The Ollama commands I would run first

First run

ollama run qwen2.5:0.5b

Fastest measured model and the least frustrating way to confirm Ollama works.

Small daily assistant

ollama run gemma3:1b

Still comfortable in the test while giving a more useful small-model experience.

Compare 1B behavior

ollama run llama3.2:1b

A practical Llama-family alternative for rewriting, summaries, and short chats.

Stretch test

ollama run qwen2.5:3b

Try only when 1B models are too weak and you can tolerate slower replies.

Untested in this run

Newer Ollama candidates need the same 8GiB retest before ranking.

Ollama now lists newer small tags such as Qwen3 0.6B, 1.7B, and 4B, plus Gemma 3 270M. They are good future candidates, but this page does not call them winners because they were not part of the captured 2026-06-16 container run.

qwen3:0.6b

Modern tiny Qwen3 tag that should be retested as a new first-install candidate.

qwen3:1.7b

Likely 1B-class successor candidate, but not ranked here until measured in the same 8GiB setup.

qwen3:4b

Interesting quality stretch, but its larger size needs a separate memory and responsiveness check.

gemma3:270m

A very small fallback candidate for older laptops where even 1B models feel heavy.

8GB RAM rules

Rules I would use before downloading more Ollama models

Keep context short

Start near 2048 tokens. Larger context windows increase KV cache memory and can make a barely usable model feel worse.
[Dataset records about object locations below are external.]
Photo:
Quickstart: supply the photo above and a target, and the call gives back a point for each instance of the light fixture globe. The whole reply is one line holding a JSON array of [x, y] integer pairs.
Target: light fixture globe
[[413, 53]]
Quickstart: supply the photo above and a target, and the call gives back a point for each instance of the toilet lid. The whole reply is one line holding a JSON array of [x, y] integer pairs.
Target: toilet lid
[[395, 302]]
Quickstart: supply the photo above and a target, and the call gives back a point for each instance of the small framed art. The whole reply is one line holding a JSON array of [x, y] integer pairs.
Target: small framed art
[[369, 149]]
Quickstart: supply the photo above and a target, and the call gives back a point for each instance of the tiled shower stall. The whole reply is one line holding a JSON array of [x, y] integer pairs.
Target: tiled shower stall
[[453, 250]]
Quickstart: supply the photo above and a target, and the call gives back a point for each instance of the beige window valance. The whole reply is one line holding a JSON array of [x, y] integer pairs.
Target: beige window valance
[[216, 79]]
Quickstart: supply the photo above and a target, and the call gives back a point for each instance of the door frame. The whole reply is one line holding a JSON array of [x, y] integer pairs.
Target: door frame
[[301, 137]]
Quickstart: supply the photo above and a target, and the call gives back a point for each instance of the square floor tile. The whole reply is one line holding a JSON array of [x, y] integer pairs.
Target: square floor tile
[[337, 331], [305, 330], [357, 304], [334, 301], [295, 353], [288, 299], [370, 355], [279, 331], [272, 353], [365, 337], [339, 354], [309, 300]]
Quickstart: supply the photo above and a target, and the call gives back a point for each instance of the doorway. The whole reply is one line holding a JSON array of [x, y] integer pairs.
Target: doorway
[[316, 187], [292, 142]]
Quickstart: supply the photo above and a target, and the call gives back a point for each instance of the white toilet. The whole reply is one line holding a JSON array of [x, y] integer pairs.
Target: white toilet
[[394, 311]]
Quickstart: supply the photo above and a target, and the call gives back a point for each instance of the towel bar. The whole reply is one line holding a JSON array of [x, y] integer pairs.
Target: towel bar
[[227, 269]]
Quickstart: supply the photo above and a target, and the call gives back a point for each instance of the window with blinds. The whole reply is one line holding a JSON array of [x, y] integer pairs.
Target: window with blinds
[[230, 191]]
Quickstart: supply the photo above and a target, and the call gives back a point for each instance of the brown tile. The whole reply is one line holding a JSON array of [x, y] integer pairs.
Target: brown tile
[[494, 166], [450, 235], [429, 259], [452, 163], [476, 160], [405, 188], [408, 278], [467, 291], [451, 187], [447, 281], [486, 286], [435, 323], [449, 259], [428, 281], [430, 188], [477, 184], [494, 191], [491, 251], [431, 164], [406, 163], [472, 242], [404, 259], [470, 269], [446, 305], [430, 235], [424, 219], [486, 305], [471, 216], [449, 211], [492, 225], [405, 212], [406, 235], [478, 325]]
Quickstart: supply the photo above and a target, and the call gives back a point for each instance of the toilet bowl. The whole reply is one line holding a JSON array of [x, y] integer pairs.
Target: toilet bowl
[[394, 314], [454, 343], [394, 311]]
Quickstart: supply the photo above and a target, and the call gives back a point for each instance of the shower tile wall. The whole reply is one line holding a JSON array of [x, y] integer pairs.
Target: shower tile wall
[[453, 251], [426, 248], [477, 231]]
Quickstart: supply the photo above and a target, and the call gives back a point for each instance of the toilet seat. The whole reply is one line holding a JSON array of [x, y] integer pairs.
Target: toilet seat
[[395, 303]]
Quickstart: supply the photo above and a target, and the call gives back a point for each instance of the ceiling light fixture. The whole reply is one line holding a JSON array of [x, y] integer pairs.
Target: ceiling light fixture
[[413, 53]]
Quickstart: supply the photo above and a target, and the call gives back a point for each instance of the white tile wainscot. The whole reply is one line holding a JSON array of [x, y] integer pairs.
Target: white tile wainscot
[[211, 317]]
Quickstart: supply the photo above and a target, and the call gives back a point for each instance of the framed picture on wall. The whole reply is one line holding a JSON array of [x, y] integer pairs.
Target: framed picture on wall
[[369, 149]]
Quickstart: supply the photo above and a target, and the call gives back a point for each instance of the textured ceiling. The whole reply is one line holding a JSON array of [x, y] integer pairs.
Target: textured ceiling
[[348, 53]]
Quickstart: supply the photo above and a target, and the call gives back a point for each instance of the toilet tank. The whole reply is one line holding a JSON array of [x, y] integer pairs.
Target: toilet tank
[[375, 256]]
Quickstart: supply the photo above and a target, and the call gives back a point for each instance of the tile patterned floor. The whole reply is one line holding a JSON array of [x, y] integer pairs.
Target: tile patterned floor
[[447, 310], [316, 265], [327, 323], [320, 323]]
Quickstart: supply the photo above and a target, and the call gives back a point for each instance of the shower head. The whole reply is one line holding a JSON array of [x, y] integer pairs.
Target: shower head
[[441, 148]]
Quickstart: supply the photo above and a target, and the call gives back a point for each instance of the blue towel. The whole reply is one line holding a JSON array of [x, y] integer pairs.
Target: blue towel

Close heavy apps before judging

A browser, IDE, video app, and the model can compete for the same 8GB RAM budget.

Do not start with 7B

Loading is not the same as comfort. 7B is useful as a boundary test after smaller models are measured.

FAQ

Best Ollama models for 8GB RAM questions

What is the best Ollama model for 8GB RAM?

For a first install, use qwen2.5:0.5b. For a small daily local assistant, try gemma3:1b next. In this 8GiB CPU-only test, both stayed comfortably fast, while qwen2.5:3b was usable but slower.

Can I run a 7B Ollama model on 8GB RAM?

Yes, qwen2.5:7b loaded and answered in the test, but it only reached 7.15 tokens/s and used 6.409GiB of the 8GiB limit. Treat 7B as a boundary test, not the default recommendation.

Why not rank every popular Ollama model?

This page ranks only the models measured in the same 8GiB CPU-only run. Newer candidates such as qwen3:0.6b, qwen3:1.7b, and qwen3:4b should be retested before being called winners.

Is this a quality benchmark?

No. It is a fit and responsiveness test for 8GB RAM. The output still needs human judgment, but the measured speed and memory data show which model sizes are practical on this hardware tier.

Do I need Docker to use Ollama on an 8GB laptop?

No. Docker is used here to enforce the 8GiB memory ceiling and make the test reproducible. For normal use, installing Ollama directly is simpler.

Will my 8GB laptop get the same tokens per second?

Probably not exactly. The host CPU was an AMD Ryzen 7 9800X3D, so older laptop CPUs may be slower. Use the result as a model-size shortlist and retest your own prompts.